School plagued by bad behaviour brings in Saturday detentions

Twm Owen
Local Democracy Reporting Service
BBC Alun Ebenezer wears a suit and a lanyard, smiling at the camera in front of a sign saying Welcome to Caldicot schoolBBC
The school's new head teacher Alun Ebenezer says pupils who miss the new Saturday detentions will face exclusion

A school troubled by bad behaviour has introduced two-hour Saturday morning detention for pupils.

Staff at Caldicot school in Monmouthshire held strikes in response to physical and verbal abuse from pupils in 2023.

Now parents have been sent letters telling them the Saturday detention will be introduced from this weekend.

Pupils can be given detention if they collect bad behaviour marks, and acting head teacher Alun Ebenezer said the Saturday sanction was needed where other punishment, including being held after school, had not worked.

This Saturday, six pupils have been told to be at the detention.

Mr Ebenezer said most of the school's 1,300 pupils were following its rules and just a handful of boys had to attend after-school detention on Tuesday.

The school hopes the Saturday punishment will prevent pupils being suspended, which is also known as a fixed-term exclusion. But failure to attend will mean exclusion.
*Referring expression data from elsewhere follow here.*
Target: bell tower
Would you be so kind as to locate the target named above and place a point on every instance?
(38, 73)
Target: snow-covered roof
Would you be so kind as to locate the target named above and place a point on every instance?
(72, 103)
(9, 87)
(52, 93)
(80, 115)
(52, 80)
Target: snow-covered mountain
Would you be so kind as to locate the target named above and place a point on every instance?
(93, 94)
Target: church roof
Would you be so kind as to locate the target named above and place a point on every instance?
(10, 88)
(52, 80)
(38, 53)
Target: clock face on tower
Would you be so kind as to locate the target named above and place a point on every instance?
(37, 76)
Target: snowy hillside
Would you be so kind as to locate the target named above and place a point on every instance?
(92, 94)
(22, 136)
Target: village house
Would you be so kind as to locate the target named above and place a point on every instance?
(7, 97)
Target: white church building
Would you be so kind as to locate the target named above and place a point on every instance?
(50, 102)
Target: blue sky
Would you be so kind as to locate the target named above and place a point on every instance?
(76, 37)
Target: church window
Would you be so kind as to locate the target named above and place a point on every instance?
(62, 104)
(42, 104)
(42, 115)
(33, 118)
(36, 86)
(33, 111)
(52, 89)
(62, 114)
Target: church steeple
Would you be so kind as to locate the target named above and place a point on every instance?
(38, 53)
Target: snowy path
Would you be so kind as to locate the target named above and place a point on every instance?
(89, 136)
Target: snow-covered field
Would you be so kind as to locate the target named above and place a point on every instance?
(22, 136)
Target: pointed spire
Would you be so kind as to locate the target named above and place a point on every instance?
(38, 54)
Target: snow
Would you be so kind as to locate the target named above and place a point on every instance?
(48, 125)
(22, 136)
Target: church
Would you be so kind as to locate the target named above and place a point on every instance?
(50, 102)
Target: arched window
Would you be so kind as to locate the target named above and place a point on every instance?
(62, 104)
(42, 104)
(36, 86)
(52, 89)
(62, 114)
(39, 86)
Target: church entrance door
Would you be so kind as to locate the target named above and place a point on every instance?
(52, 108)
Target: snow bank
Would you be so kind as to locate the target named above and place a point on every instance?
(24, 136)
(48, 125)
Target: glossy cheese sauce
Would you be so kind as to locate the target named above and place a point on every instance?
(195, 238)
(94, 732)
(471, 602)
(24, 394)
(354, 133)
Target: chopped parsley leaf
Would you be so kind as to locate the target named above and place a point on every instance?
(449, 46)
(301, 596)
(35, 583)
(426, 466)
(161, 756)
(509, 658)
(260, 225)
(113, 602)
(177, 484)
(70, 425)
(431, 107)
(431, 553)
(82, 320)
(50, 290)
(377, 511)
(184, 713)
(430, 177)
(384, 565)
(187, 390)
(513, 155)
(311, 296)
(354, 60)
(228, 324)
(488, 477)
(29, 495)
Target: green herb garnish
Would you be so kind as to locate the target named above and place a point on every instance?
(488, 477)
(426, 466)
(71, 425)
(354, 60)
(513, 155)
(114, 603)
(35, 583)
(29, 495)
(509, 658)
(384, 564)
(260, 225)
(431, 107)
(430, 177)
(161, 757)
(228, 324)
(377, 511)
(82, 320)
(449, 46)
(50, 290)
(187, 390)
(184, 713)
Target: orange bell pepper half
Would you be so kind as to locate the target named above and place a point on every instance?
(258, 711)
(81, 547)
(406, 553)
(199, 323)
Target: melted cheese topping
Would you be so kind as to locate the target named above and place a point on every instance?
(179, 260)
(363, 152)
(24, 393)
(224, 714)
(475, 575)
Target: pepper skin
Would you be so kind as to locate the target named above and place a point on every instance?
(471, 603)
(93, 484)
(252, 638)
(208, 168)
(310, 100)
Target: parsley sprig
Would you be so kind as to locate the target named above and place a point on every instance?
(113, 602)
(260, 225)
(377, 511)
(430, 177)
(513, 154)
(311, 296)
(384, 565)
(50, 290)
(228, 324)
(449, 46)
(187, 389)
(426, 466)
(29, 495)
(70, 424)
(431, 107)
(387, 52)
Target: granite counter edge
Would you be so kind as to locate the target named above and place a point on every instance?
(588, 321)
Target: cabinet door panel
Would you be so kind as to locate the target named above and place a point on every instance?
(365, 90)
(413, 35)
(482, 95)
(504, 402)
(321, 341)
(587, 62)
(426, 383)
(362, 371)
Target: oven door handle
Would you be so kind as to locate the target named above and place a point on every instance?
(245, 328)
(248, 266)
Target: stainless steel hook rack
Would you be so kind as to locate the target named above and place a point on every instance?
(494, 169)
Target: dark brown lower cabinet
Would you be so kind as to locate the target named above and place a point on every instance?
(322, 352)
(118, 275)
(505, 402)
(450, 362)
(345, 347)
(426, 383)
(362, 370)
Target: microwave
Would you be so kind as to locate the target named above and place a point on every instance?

Other aspects of the school's crackdown on bad behaviour see pupils having to clean tables if they have vandalised them, do supervised litter picking, and some parents are asked to go in to sit next to their children during lessons. 
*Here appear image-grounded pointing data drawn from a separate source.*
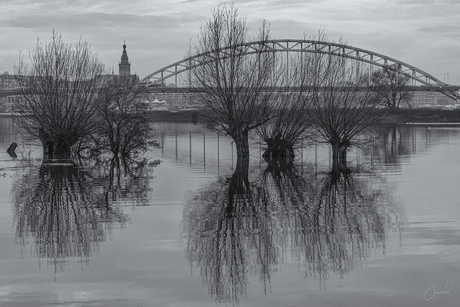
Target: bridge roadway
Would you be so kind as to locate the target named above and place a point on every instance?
(8, 92)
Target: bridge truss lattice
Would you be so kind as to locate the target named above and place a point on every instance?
(374, 59)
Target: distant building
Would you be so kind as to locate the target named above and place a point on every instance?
(7, 82)
(430, 99)
(124, 67)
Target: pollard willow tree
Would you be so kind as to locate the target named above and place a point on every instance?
(390, 86)
(236, 77)
(343, 107)
(290, 126)
(59, 91)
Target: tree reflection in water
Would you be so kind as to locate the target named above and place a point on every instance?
(328, 222)
(66, 209)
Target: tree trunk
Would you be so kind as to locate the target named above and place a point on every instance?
(339, 156)
(238, 188)
(278, 149)
(241, 138)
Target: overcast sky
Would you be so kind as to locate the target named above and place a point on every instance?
(423, 33)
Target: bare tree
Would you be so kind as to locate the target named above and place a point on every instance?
(59, 90)
(342, 106)
(235, 76)
(290, 126)
(124, 130)
(390, 87)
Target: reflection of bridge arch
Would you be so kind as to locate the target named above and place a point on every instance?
(426, 80)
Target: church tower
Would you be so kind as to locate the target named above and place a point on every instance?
(124, 67)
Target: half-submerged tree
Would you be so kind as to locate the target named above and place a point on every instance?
(124, 130)
(59, 90)
(391, 87)
(290, 126)
(235, 77)
(343, 106)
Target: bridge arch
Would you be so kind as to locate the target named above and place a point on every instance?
(312, 46)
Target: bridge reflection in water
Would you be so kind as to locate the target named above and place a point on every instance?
(242, 225)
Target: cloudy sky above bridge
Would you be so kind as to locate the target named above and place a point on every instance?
(423, 33)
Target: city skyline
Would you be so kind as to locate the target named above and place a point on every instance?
(421, 33)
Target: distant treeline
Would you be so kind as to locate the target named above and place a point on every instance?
(419, 115)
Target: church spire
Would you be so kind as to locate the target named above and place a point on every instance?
(124, 67)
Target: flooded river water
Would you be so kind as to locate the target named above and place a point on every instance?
(388, 234)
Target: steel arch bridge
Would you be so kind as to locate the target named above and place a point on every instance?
(374, 59)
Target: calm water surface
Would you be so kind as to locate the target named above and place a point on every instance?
(386, 235)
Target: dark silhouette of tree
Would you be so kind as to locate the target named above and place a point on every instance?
(343, 107)
(391, 87)
(290, 126)
(66, 209)
(236, 228)
(59, 92)
(124, 130)
(236, 78)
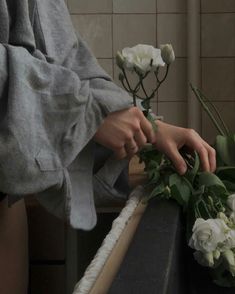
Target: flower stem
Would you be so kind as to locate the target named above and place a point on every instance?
(216, 111)
(207, 110)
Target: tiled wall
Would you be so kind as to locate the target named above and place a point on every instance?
(218, 59)
(110, 25)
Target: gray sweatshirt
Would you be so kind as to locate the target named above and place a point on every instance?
(53, 97)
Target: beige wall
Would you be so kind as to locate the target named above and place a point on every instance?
(110, 25)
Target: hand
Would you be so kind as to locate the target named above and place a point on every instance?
(169, 139)
(125, 132)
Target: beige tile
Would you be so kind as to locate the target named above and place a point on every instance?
(218, 6)
(171, 28)
(134, 6)
(90, 6)
(130, 30)
(171, 6)
(227, 110)
(218, 78)
(173, 112)
(174, 87)
(218, 31)
(107, 65)
(97, 31)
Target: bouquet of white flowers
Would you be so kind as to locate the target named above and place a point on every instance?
(208, 199)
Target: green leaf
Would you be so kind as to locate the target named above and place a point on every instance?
(191, 173)
(208, 179)
(152, 121)
(226, 173)
(225, 147)
(230, 186)
(146, 104)
(158, 190)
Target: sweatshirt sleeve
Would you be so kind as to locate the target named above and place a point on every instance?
(53, 95)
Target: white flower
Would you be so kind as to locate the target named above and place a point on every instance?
(231, 202)
(230, 260)
(229, 241)
(167, 53)
(142, 57)
(120, 60)
(204, 259)
(207, 234)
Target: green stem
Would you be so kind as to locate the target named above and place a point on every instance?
(125, 76)
(216, 111)
(207, 110)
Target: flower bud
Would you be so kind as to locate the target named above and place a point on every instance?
(121, 77)
(222, 216)
(167, 53)
(120, 60)
(216, 254)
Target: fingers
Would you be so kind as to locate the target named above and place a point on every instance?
(140, 139)
(147, 129)
(211, 156)
(131, 147)
(205, 151)
(173, 154)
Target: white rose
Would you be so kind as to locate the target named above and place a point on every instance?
(231, 202)
(207, 234)
(167, 53)
(142, 57)
(229, 241)
(228, 255)
(120, 60)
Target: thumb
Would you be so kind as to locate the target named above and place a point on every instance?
(177, 160)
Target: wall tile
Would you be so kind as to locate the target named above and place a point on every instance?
(96, 30)
(175, 86)
(218, 6)
(178, 6)
(218, 31)
(227, 110)
(107, 65)
(134, 6)
(90, 6)
(130, 30)
(171, 28)
(218, 78)
(173, 112)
Mr Ebenezer said Saturday detention had been in the school's eight-page behaviour policy since September and the school "haven't needed to use it until now".

"I have to travel nearly an hour to get here on Saturday and I don't want to be there," he said.
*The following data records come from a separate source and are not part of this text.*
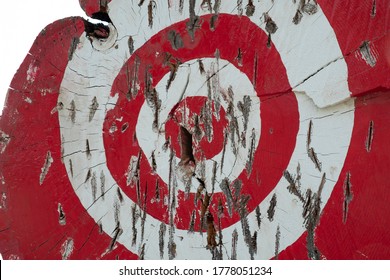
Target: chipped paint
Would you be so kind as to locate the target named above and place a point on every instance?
(46, 167)
(5, 139)
(170, 140)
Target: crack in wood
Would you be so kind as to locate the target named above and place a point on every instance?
(370, 136)
(46, 166)
(347, 196)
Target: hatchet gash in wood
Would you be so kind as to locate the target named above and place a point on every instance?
(200, 130)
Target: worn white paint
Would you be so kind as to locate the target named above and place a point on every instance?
(152, 141)
(91, 73)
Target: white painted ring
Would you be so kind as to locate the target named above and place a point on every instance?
(152, 141)
(86, 84)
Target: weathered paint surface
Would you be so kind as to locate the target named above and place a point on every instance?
(201, 130)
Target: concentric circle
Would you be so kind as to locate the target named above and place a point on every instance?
(117, 178)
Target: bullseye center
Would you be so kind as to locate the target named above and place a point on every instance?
(193, 126)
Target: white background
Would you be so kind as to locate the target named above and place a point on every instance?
(22, 20)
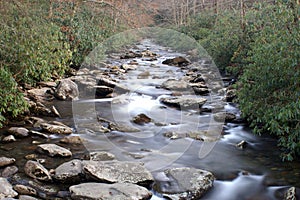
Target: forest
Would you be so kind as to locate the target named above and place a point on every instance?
(256, 42)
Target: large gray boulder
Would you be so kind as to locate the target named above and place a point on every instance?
(37, 171)
(69, 172)
(117, 191)
(54, 150)
(186, 183)
(117, 172)
(66, 90)
(6, 189)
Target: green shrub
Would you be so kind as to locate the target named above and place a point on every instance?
(270, 85)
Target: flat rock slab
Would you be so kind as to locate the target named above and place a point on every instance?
(6, 189)
(117, 191)
(184, 102)
(118, 172)
(54, 150)
(69, 172)
(37, 171)
(186, 183)
(4, 161)
(18, 131)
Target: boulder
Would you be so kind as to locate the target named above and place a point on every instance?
(18, 131)
(69, 172)
(141, 119)
(173, 84)
(37, 171)
(177, 61)
(4, 161)
(6, 190)
(101, 156)
(184, 102)
(115, 171)
(117, 191)
(25, 190)
(186, 183)
(66, 90)
(9, 171)
(9, 139)
(56, 129)
(54, 150)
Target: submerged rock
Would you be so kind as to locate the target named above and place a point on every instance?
(186, 183)
(66, 90)
(120, 191)
(18, 131)
(6, 190)
(184, 102)
(4, 161)
(37, 171)
(54, 150)
(69, 172)
(115, 171)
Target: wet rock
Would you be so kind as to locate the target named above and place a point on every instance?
(186, 183)
(56, 129)
(54, 150)
(101, 156)
(224, 116)
(184, 102)
(25, 190)
(37, 171)
(72, 140)
(290, 194)
(9, 171)
(124, 191)
(115, 171)
(172, 84)
(9, 139)
(4, 161)
(141, 119)
(69, 172)
(177, 61)
(18, 131)
(242, 145)
(6, 190)
(27, 197)
(66, 90)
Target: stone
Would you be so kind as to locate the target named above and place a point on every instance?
(54, 150)
(224, 116)
(69, 172)
(290, 194)
(115, 171)
(6, 190)
(9, 139)
(72, 140)
(186, 183)
(141, 119)
(184, 102)
(173, 84)
(177, 61)
(67, 90)
(4, 161)
(9, 171)
(18, 132)
(27, 197)
(37, 171)
(24, 190)
(101, 156)
(117, 191)
(56, 129)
"This is the next step to have to come in on a Saturday morning," he said.

"I'm told it's restrictive practice, that young people don't like them, and to use it sparingly but the vast majority don't get a detention and once young people start liking detention then let's get rid of it as it's not worth doing.

LDRS The outside of Caldicot School in Monmouthshire. A beige bricked three-storey building with a flat roof and large glass windows. There are some small tress outside and some grassLDRS
The school has announced it will be introducing Saturday detentions

"Everybody I talk to wants young people to behave and that doesn't just happen, you have to put things in place, but all we seem to get is a backlash.

"People talk about it not being good for wellbeing.

"I would argue it's not good for anybody's wellbeing to have young people misbehaving and defiant," Mr Ebenezer added.

The letter to parents said Saturday detentions will run once per half-term and had been discussed in school assemblies.

Schools are entitled to hold Saturday detentions, except for those immediately before and after half-term holidays.

Parents have been told that travel arrangements should be considered but it does not matter if they are "inconvenient".

Education inspection body Estyn has said in its latest report that staff morale and pupil behaviour had improved at the school since the appointment of Mr Ebenezer. It found the school needed "significant improvement".

The school recently received a backlash after pupils said a number of girls were sent home due to the length of their skirts.